¿Quién no se lo ha preguntado alguna vez? Estamos sobre la esterilla, realizando nuestros asanas y nuestros saludos al sol, y a pesar de que los movimientos son por lo general lentos y pausados, no podemos evitar romper a sudar y pugnamos por mantener una respiración estable mientas aguantamos nuestro perro boca abajo… ¿Cuántas calorías estaré quemando? ¿Me estará ayudando el yoga a perder esos kilos que me quería quitar de encima?

En realidad, la convicción de que el yoga nos ayuda a perder peso no deja de ser el sueño de muchos, ya que se trata de una forma de ejercicio muy completa y que comporta muchos beneficios para nuestra salud. Sin embargo, es muy habitual escuchar eso de “querer combinar el yoga con otro deporte más dinámico” debido al extendido concepto que existe de que el yoga nos ayuda a trabajar la elasticidad, la meditación y la relajación.

No obstante, las ventajas de esta disciplina tan antigua van mucho más allá, y puede hacer por nosotros más de lo que quizás podamos imaginar. Tal y como explicaba hace ya un tiempo Macarena Cudillas, directora de Californian Hot Yoga y maestra del estilo vinyasa, “la alternancia de contracción y estiramiento de los músculos aumenta el flujo sanguíneo e incrementa por ello el ritmo cardíaco a través de la comprensión y expansión de las venas”.

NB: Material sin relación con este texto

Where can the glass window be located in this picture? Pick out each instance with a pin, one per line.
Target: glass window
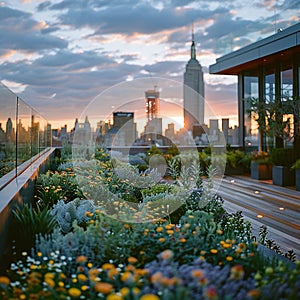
(269, 88)
(286, 78)
(250, 92)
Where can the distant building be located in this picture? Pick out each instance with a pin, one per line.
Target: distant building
(225, 128)
(269, 71)
(123, 131)
(152, 104)
(83, 132)
(170, 131)
(193, 91)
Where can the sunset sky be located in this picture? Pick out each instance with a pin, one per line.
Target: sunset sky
(58, 55)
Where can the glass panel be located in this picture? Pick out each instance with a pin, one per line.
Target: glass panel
(23, 132)
(8, 103)
(250, 92)
(35, 127)
(286, 84)
(269, 88)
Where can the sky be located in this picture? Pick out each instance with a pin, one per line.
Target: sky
(59, 55)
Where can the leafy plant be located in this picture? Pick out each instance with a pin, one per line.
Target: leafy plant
(296, 165)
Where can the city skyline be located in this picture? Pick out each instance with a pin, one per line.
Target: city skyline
(59, 55)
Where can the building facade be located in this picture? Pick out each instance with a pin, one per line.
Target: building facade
(193, 91)
(269, 76)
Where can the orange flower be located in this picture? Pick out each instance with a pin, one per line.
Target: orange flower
(159, 229)
(149, 297)
(237, 272)
(74, 292)
(132, 260)
(103, 287)
(156, 277)
(4, 280)
(197, 273)
(81, 259)
(167, 254)
(112, 273)
(108, 266)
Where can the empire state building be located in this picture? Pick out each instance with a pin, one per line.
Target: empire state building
(193, 91)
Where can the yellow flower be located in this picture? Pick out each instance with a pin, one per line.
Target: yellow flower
(81, 259)
(136, 290)
(237, 272)
(242, 246)
(108, 266)
(156, 277)
(159, 229)
(197, 273)
(84, 287)
(132, 260)
(112, 272)
(167, 254)
(124, 291)
(149, 297)
(82, 277)
(74, 292)
(126, 276)
(4, 280)
(49, 275)
(103, 287)
(114, 297)
(50, 282)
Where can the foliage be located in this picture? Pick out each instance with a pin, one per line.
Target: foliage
(282, 156)
(235, 158)
(32, 221)
(260, 157)
(81, 211)
(54, 186)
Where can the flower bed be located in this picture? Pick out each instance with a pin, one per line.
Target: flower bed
(198, 251)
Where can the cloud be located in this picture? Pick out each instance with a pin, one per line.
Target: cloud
(19, 31)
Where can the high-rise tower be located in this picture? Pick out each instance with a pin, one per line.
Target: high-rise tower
(193, 91)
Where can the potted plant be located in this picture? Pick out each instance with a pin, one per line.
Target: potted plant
(235, 162)
(282, 159)
(261, 165)
(296, 168)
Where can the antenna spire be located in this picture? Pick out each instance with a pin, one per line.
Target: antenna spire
(193, 48)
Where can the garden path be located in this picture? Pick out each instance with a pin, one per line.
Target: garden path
(263, 203)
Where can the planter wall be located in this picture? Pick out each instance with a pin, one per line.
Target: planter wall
(283, 176)
(297, 179)
(261, 171)
(239, 170)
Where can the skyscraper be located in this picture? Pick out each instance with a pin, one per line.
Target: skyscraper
(193, 91)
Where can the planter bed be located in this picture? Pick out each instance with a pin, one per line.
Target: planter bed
(192, 251)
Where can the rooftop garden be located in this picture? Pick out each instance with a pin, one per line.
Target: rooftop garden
(105, 229)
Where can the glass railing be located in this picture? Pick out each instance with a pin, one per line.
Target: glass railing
(24, 133)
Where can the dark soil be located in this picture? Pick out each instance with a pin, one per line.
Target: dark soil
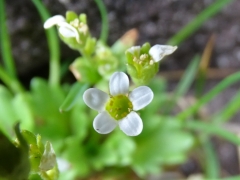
(156, 22)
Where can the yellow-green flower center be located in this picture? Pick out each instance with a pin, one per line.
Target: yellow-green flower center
(119, 106)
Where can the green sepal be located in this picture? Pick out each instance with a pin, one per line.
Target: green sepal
(29, 137)
(70, 16)
(85, 71)
(83, 18)
(90, 45)
(145, 48)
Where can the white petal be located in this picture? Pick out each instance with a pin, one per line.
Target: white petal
(141, 97)
(53, 21)
(67, 30)
(159, 51)
(104, 123)
(95, 99)
(119, 83)
(135, 50)
(132, 124)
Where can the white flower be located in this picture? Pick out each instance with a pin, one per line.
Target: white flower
(65, 29)
(159, 51)
(119, 107)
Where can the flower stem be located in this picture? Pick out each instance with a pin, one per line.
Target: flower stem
(11, 83)
(103, 12)
(5, 43)
(53, 44)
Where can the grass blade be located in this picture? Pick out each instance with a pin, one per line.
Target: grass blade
(210, 95)
(213, 130)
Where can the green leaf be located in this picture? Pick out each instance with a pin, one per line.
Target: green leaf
(211, 165)
(7, 113)
(23, 111)
(74, 96)
(46, 101)
(14, 162)
(229, 110)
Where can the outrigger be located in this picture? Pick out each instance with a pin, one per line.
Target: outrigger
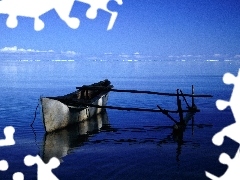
(89, 100)
(179, 125)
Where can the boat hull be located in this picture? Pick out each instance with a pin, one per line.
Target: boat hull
(57, 115)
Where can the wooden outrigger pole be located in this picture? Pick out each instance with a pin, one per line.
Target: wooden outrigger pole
(139, 91)
(178, 124)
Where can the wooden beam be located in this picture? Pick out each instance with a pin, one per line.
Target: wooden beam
(138, 91)
(135, 109)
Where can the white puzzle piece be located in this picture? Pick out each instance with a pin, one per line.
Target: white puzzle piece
(35, 8)
(232, 131)
(44, 170)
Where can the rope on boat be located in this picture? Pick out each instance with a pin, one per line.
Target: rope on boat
(35, 115)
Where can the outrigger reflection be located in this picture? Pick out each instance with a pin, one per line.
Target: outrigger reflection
(89, 100)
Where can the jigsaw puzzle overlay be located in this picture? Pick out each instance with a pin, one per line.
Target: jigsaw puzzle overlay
(35, 8)
(232, 131)
(44, 170)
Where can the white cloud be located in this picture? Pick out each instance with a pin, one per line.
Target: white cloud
(15, 49)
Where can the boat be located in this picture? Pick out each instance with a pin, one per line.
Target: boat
(64, 141)
(62, 111)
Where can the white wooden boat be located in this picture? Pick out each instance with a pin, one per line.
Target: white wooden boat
(62, 142)
(61, 111)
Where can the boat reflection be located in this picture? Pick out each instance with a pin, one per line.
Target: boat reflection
(60, 143)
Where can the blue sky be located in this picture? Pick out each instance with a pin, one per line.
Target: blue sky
(164, 27)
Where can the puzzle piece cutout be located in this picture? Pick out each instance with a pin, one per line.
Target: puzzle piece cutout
(9, 140)
(232, 172)
(44, 170)
(101, 4)
(4, 167)
(36, 8)
(231, 131)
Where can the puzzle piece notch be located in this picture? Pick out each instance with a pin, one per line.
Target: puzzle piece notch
(95, 5)
(232, 172)
(231, 131)
(234, 101)
(3, 165)
(9, 140)
(36, 8)
(18, 176)
(44, 170)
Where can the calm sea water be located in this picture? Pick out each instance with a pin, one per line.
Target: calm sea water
(119, 144)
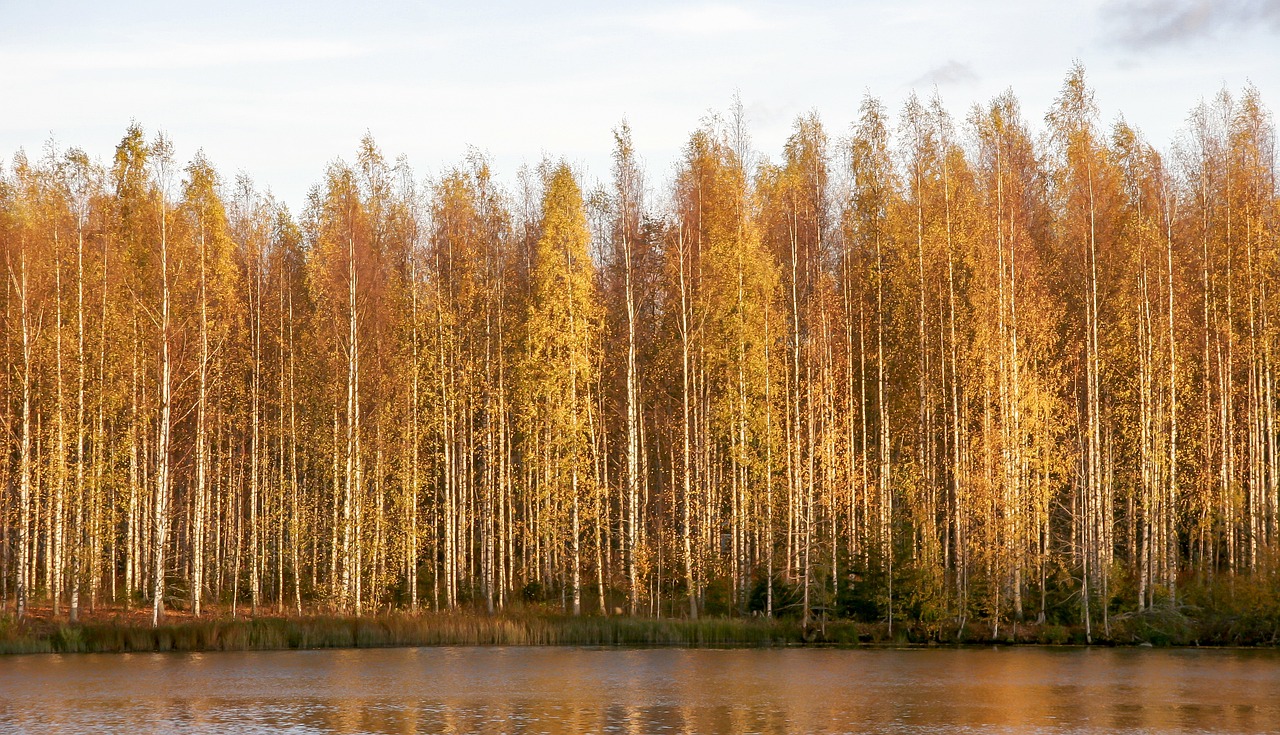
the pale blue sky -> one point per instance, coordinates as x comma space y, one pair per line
279, 90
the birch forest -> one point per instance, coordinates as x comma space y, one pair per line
914, 368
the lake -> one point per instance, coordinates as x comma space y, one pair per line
575, 690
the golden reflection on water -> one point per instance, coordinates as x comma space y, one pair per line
574, 690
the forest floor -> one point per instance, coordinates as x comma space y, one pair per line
128, 629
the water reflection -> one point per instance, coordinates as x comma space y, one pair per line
656, 690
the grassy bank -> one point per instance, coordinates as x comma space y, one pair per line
46, 634
286, 633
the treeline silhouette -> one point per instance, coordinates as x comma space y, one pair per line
931, 370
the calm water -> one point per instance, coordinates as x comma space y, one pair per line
647, 690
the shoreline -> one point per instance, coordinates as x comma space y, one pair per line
123, 633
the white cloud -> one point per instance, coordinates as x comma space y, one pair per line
702, 19
140, 55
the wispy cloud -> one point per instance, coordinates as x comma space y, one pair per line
1148, 23
135, 55
950, 73
702, 19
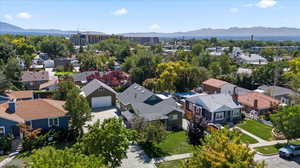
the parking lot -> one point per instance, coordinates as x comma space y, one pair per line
277, 162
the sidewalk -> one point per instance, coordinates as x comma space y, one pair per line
173, 157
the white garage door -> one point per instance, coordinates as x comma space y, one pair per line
101, 101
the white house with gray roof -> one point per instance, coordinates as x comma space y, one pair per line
137, 101
215, 108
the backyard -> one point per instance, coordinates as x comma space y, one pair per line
256, 128
174, 143
273, 149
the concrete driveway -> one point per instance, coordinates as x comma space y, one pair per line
101, 114
277, 162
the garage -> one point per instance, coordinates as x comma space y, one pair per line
101, 101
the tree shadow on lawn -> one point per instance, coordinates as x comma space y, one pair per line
153, 151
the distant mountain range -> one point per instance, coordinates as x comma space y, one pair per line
9, 28
206, 32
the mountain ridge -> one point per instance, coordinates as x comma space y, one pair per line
207, 32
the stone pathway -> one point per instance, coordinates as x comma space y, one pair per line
173, 157
253, 136
136, 158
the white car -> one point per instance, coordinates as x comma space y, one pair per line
289, 151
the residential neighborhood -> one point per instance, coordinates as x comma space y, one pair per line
100, 90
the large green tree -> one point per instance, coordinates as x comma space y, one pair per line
223, 149
78, 110
287, 121
109, 139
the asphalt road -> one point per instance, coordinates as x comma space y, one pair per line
277, 162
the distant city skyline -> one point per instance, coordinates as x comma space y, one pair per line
123, 16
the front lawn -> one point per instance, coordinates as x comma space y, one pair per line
171, 164
247, 139
175, 143
256, 128
273, 149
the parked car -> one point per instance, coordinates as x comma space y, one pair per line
289, 151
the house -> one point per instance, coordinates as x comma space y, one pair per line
215, 108
137, 101
284, 95
99, 94
37, 113
33, 80
19, 95
212, 86
258, 102
81, 78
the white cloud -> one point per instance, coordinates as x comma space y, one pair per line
23, 15
120, 12
8, 17
234, 10
266, 3
248, 5
155, 27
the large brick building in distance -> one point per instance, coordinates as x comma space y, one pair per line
85, 39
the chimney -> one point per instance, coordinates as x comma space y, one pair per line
255, 104
12, 106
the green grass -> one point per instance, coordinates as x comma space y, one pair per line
248, 139
256, 128
171, 164
174, 143
273, 149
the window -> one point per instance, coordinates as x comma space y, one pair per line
53, 122
219, 116
174, 117
2, 130
236, 113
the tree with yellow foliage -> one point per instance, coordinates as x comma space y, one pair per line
223, 149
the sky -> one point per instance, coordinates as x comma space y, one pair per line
123, 16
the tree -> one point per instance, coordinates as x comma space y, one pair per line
54, 158
4, 83
78, 110
197, 49
64, 88
109, 140
142, 65
221, 149
196, 131
287, 121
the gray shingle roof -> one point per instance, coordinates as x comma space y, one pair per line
79, 77
94, 85
136, 96
214, 102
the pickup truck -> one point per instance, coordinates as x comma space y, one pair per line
289, 151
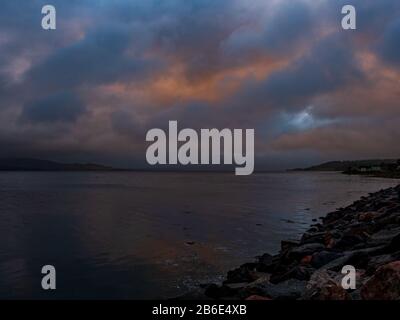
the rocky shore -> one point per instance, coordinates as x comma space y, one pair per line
365, 235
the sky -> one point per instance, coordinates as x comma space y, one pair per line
112, 70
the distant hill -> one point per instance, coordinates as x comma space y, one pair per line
346, 165
26, 164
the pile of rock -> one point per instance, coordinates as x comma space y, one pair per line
365, 235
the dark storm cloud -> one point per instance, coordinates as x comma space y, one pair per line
291, 23
99, 58
63, 107
121, 67
390, 49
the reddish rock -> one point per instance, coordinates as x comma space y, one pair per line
306, 260
368, 216
384, 284
324, 286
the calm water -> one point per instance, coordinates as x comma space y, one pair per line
150, 235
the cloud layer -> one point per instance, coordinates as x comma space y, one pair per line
114, 69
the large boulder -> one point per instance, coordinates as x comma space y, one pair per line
325, 285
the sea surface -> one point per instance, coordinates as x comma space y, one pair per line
142, 235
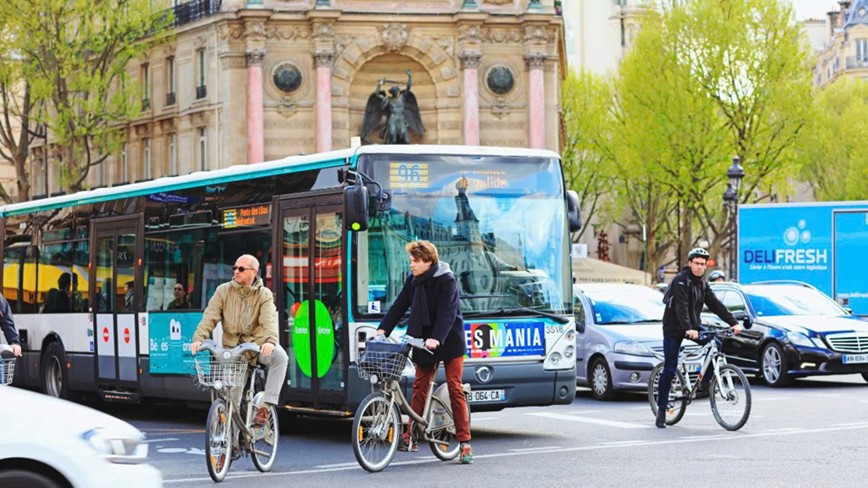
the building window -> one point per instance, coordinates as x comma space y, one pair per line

“Si además lo practicamos en una sala caldeada a 42º, como es el caso del hot yoga o el Bikram, la frecuencia cardíaca será superior: no solo hay que hacer frente a las demandas musculares, sino también a la refrigeración corporal”. Por consiguiente, el bombeo acelerado de nuestro músculo cardíaco provoca un desgaste energético que, en la práctica, se puede traducir en una pérdida de peso.

Yoga para adelgazar

¿Cómo actúa el yoga sobre nuestro cuerpo?

A través de sus diversas posturas, esta disciplina ofrece una forma de acondicionamiento físico integral que nos ayuda a tonificar todo el cuerpo y a conseguir una musculatura armónica, gracias al hecho de que no se limita al trabajo de determinados grupos musculares, evitando así la hipertrofia.

Mientras que algunos asanas estimulan nuestro sistema nervioso y circulatorio, otras nos ayudan a desarrollar el equilibrio y la concentración… Unidas adecuadamente en secuencias, hacen que el yoga sea un ejercicio muy completo.

Su práctica, además, comporta otras ventajas que también pueden favorecer la pérdida de peso: la eliminación de toxinas a través de la estimulación del sistema circulatorio, digestivo y linfático, las técnicas de relajación y respiración consciente que nos enseñan a controlar la ansiedad y a escuchar y relacionarnos mejor con nuestro propio cuerpo, son sólo algunas de ellas.

Yoga y perder peso

¿Cuántas calorías se pueden quemar con el yoga?

Estudios llevados a cabo en la Universidad de Harvard cifró que en una sesión de una hora de hatha yoga una persona de unos 70 kilos podría llegar a quemar cerca de 300 kilocalorías.  Evidentemente, si comparamos esto al desgaste calórico que puede suponer una sesión de entrenamiento de alta intensidad, es muy probable que nos sepa a poco, pero también hemos de tener en cuenta que existen diferentes disciplinas de yoga, y muchas de ellas son considerablemente dinámicas, como el power yoga o el jivamukti.

Según la Fundación LiveStrong, de hecho, con una sesión de Bikram yoga se pueden eliminar hasta 800 calorías, mientras que una sesión de ashtanga (una disciplina de las más intensas) puede quemar, tal y como señalan algunos expertos, entre 300 y 350 calorías por hora.

En este sentido, la práctica del yoga no deja de ser, en cierto modo, una modalidad de fitness suave, pero también efectiva. Por otro lado, muchos maestros y estudiosos de esta antigua disciplina aseguran que la práctica del yoga también actúa sobre nuestro sistema endocrino y nos puede ayudar a estabilizar nuestro equilibrio hormonal, a través de la presión que sus asanas ejercen sobre nuestras glándulas endocrinas. Sin embargo, aún no existen pruebas fehacientes que respalden este hecho.

A todo esto, hay que añadir que el estado de relajación profunda al que nos conduce el yoga también puede ser una gran herramienta a la hora de restar kilos a la báscula, especialmente en aquellas personas que sufren “hambre emocional”. Además, no debemos olvidar que la filosofía yóguica potencia un estilo de vida saludable que combine una alimentación equilibrada con la actividad física adecuada a cada uno de nosotros. A fin de cuentas, podemos concluir que a pesar de que no se cuente entre los ejercicios que comporten una pérdida de peso directa y acelerada, en el yoga, todo suma.